I'm all for open-source. I recommend that writers with whom I work give away their work, either by chapters or the whole book. This usually leads to a spike in actual sales, as many self-published authors have found -- you probably notice that Amazon has daily deals where certain books are offered to Amazon Prime members for loan, or for free. If you're on the mailing sites of thriller writers or other genre authors, you probably have received notice of special free or low-price downloads of new or backlist titles.
But when it comes to images, it's been a little harder. Museums have been tricky about this, since they want to protect their images and try to capitalize on whatever source of income they can manage. But I was happy to see that the Rijksmuseum in Amsterdam, newly renovated, is offering high-quality digital images of its collection. The National Gallery of Art in Washington is also doing this, and has made something like 25,000 images available for generally non-commercial use.

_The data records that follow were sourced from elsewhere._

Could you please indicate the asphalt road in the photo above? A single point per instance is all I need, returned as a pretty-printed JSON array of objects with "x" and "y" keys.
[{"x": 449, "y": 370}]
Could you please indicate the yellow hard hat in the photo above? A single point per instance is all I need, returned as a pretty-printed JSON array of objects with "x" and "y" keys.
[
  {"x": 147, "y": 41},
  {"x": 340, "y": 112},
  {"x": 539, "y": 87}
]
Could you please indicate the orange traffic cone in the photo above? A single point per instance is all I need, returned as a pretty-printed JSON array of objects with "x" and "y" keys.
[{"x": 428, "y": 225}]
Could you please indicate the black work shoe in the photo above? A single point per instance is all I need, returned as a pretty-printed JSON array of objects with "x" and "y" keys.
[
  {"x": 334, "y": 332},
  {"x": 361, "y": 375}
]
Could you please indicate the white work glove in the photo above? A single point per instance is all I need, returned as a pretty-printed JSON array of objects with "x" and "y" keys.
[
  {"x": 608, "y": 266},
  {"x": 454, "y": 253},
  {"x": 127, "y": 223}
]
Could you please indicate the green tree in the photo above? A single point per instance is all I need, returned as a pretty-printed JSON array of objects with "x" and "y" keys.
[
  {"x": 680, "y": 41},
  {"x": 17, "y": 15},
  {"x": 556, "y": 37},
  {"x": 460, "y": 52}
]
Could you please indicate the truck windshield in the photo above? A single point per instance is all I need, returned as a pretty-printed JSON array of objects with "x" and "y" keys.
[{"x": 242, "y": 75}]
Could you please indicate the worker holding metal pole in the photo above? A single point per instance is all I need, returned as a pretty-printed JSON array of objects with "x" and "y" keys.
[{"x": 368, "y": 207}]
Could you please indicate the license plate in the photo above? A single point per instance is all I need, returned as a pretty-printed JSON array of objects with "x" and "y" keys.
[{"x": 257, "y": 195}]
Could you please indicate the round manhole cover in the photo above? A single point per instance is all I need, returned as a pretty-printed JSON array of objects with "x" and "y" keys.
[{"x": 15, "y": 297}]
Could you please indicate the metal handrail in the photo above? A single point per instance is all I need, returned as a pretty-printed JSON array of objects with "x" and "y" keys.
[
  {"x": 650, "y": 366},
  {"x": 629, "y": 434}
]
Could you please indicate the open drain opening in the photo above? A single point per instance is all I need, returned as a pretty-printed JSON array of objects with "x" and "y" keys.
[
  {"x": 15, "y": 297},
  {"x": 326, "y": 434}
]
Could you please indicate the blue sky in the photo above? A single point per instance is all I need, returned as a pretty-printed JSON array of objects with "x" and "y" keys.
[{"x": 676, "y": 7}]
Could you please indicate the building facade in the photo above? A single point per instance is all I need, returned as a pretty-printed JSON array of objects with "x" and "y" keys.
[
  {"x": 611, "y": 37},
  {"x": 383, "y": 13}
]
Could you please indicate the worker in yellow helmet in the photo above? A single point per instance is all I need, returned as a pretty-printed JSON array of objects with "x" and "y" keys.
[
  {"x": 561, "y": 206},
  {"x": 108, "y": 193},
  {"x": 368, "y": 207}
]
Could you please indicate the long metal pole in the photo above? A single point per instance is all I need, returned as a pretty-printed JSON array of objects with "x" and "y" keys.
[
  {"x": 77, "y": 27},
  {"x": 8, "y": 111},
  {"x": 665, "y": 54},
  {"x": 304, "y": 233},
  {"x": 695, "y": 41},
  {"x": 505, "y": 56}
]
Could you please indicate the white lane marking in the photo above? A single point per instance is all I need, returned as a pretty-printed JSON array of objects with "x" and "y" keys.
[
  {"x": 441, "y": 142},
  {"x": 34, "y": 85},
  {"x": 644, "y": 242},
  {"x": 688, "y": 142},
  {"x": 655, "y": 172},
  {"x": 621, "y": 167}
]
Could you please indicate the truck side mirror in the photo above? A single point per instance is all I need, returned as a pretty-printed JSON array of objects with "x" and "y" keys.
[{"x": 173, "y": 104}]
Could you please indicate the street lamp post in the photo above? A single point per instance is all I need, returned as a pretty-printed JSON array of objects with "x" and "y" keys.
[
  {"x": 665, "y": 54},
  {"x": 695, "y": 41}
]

As a spokeswoman for the National Gallery says, in the New York Times article linked to above, "Sharing is what museums need to learn to do."
The Rijksmuseum, through its new site Rijksstudio, goes even beyond that by suggesting ways in which images can be used, which is certainly more forward-thinking (or cheapening, depending on how you view the manipulation of visual arts) than you'd expect from a hallowed cultural institution.
But what the Rijksmuseum is doing is in the spirit of the age: enabling collaboration. Art is not made in a vacuum and modern art often comments on existing art in ways that both respect and play with it, in the process often creating something new.
This is heartening, especially as many companies try to extend copyrights of profitable brands or iconic images well beyond older limits, so fewer and fewer iconic images (think of Mickey Mouse) enter the public domain.
This is a shame -- this can limit the creative use of well-known or classic works to create new works. But both the National Gallery and, particularly, Amsterdam's Rijksmuseum, have faith not only in the power of the existing art, but also trust in the public to allow their images to be set free.